The root cause of the issue:

else if (Character.isHighSurrogate(ch)) {

The effect is here: https://github.com/aerospike/aerospike-client-java/blob/8251d673a6ec573e662541cd6f045241db164467/client/src/com/aerospike/client/util/Packer.java#L403,L410

  1. int size = Buffer.estimateSizeUtf8(val) + 1; return some X value
  2. the value X is packed into the buffer
  3. offset += Buffer.stringToUtf8(val, buffer, offset); return some Y value
  4. offset is moved to Y position
  5. X <> Y => data in the buffer are corrupted because of overlapping

Reference implementation: https://github.com/openjdk/jdk11u-dev/blob/c1411113b396f468963a1deacc3b57ed366e735a/src/java.base/share/classes/java/lang/StringCoding.java#L924-L950
or java.lang.String#encodeUTF8_UTF16 Amazon Correto 18

Notes:
What are surrogates? https://unicode.org/faq/utf_bom.html#utf16-2

This will be fixed in the next client release.

The code sample creates a malformed string.
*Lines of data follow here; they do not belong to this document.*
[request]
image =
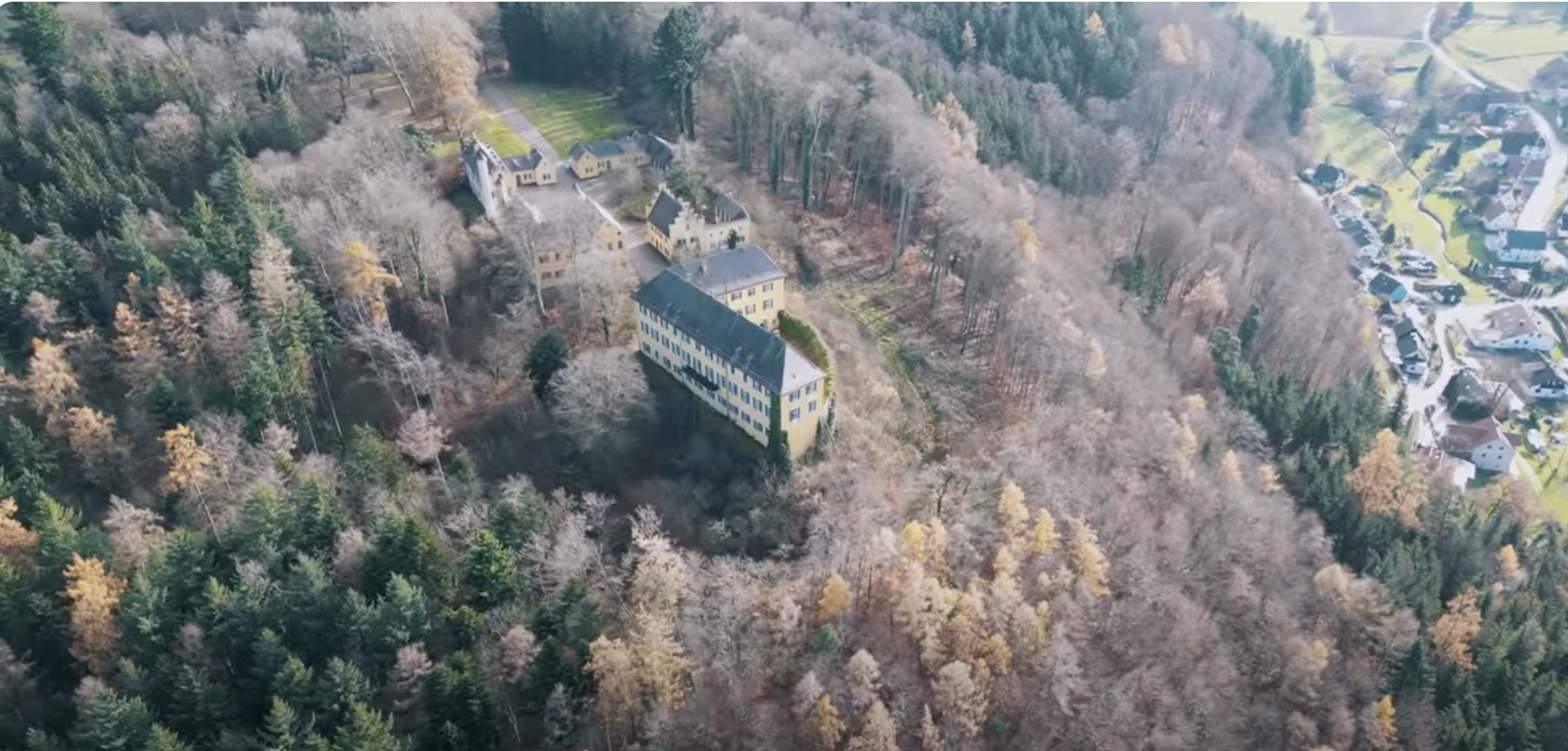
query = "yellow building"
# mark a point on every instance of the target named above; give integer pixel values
(734, 365)
(639, 149)
(554, 264)
(493, 177)
(745, 279)
(679, 231)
I think the best solution is to detect and throw an exception in estimateSizeUtf8() when the string is malformed.

From my point of view, an exception will be better than a corrupted document.
At the same time, java.lang.String doesn't throw an exception. Also, I can send/receive such a string via REST (http).

So, I can send/receive such strings, and I can process it in the code in my service but I can't store it in long-term storage (Aerospike), it is a bit confusing, is it?
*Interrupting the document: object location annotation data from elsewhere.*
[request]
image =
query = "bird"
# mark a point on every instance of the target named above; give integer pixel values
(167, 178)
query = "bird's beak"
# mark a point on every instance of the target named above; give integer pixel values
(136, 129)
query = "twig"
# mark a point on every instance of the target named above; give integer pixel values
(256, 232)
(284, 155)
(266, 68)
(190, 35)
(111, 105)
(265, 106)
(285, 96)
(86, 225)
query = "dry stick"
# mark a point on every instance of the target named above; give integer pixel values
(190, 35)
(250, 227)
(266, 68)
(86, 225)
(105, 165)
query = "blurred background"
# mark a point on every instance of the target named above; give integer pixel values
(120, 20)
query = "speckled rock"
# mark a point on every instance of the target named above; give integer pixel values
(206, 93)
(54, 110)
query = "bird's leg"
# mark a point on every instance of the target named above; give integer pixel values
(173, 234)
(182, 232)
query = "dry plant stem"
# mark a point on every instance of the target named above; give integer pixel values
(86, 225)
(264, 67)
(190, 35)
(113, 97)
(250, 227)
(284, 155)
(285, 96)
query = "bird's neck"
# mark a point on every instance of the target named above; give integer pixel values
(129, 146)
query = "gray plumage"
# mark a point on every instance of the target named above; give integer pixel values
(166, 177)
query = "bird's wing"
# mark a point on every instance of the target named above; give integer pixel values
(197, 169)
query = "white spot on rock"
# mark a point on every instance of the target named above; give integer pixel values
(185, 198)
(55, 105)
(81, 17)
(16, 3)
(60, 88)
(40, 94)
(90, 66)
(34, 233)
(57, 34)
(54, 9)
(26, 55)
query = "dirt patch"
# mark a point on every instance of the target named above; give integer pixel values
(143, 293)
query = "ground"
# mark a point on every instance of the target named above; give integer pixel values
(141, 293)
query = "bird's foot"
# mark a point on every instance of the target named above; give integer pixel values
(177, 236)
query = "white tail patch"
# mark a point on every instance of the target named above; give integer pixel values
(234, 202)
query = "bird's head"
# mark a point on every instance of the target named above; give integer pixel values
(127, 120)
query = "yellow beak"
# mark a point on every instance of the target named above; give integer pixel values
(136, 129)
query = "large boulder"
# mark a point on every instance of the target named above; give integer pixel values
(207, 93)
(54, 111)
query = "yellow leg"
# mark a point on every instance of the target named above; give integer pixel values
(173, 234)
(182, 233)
If aerospike-client will be able to process such strings it will be the best option for me.

Java's getBytes(StandardCharsets.UTF_8) modifies malformed strings to include a "?" in place of the invalid surrogate pair when converting to UTF8. When the UTF8 bytes are converted back into a string, there is a mismatch between the original string and the converted string. This will cause problems for applications that test these strings for equality. In the interest of safety, the client will throw an exception when malformed strings are encountered in estimateSizeUtf8().